A quiet evening fishing and a campsite by the creek.

What did you enjoy this summer? Whatever it was, chances are it depended on clean water. We often take clean water for granted these days, but not so long ago visibly polluted water was commonplace in America. The Clean Water Act came about only after an oil slick in Ohio’s Cuyahoga River caught on fire in 1969. Lined with factories and steel mills dumping waste directly into the river, the Cuyahoga had burned before. And it wasn’t the only river with astonishing levels of pollution. Others, such as the Nashua River in Massachusetts, flowed in Technicolor hues from dyes dumped directly into the water by mills. But many consider the 1969 Cuyahoga fire the spark that finally triggered federal action. Congress passed the Clean Water Act three years later with clear goals: to make all waters fishable and swimmable by 1983 and to eliminate the discharge of pollutants into navigable waters by 1985.

Today, we still haven’t met those goals. Rivers such as the Cuyahoga are vastly cleaner than they once were: the Clean Water Act requires factories and other point sources to limit their release of pollutants, and helps municipalities treat their sewage water before releasing it. But other problems remain.

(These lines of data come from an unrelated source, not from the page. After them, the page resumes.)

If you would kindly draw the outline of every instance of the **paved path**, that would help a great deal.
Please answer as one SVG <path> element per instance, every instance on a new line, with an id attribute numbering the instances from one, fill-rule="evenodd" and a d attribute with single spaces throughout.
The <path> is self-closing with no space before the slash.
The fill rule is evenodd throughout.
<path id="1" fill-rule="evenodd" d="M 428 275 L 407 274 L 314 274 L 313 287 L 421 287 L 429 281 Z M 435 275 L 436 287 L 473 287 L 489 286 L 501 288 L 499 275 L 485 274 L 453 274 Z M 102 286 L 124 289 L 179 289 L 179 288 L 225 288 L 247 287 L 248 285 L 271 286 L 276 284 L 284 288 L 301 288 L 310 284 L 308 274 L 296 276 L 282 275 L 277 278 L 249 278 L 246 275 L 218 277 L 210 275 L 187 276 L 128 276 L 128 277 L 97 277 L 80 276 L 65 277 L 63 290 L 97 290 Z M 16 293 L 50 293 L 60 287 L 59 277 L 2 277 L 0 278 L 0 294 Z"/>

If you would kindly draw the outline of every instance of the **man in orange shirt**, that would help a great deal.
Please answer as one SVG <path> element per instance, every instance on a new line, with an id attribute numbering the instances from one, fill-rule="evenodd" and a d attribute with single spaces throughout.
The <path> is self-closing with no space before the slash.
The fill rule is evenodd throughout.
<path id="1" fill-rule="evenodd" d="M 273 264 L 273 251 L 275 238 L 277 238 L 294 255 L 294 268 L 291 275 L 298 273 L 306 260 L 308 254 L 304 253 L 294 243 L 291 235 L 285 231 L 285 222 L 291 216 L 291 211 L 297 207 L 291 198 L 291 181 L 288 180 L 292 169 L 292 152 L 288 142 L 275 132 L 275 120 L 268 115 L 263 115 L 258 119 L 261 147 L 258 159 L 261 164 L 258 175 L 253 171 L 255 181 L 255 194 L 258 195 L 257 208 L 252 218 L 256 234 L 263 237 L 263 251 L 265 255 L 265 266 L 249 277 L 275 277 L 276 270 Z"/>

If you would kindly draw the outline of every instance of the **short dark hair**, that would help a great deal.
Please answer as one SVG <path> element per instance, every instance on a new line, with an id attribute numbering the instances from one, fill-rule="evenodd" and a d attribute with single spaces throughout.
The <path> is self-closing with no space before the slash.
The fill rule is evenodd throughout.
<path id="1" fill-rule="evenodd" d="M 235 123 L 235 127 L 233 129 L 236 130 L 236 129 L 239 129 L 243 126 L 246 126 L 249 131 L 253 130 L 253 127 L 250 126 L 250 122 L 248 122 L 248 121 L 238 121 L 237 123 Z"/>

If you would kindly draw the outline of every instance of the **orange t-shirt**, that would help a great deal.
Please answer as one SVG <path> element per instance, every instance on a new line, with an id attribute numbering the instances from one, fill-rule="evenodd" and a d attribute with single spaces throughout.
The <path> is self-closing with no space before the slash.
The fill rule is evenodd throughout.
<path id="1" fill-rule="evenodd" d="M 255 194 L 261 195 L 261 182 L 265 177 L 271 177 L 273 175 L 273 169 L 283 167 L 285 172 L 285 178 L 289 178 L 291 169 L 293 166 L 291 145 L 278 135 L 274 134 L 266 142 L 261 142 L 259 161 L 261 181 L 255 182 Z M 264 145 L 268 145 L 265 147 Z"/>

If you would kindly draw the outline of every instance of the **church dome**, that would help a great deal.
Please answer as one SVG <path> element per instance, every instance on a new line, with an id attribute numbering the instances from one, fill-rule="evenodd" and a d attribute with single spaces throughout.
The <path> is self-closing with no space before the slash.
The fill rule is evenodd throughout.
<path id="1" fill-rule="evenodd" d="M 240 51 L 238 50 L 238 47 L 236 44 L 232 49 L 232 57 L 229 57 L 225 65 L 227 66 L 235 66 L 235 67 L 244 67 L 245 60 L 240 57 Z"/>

The Environmental Protection Agency reports that, of all the miles of rivers and streams assessed across the country, more than 64% don’t meet water quality standards necessary for harvesting and consuming fish (or other aquatic life) and 42% don’t meet water quality standards for recreation. That means no freshly caught fish for dinner over the campfire and no safe swimming holes.

Instead of dyes and oil from factories and steel mills, pollution today means bacteria, sediment, nutrients and metals from farms, power plants, erosion and development. And in recent years, scientists have discovered new pollutants such as endocrine disruptors that mimic female hormones. Pollution today is invisible to most of us – no rainbow-colored rivers or floating flames – making it easy to ignore. Scientists see female eggs forming in male bass, but the rest of us don’t. Chesapeake Bay watermen know when the Bay’s annual dead zone emerges, but most of us see only the white-capped waves on the surface.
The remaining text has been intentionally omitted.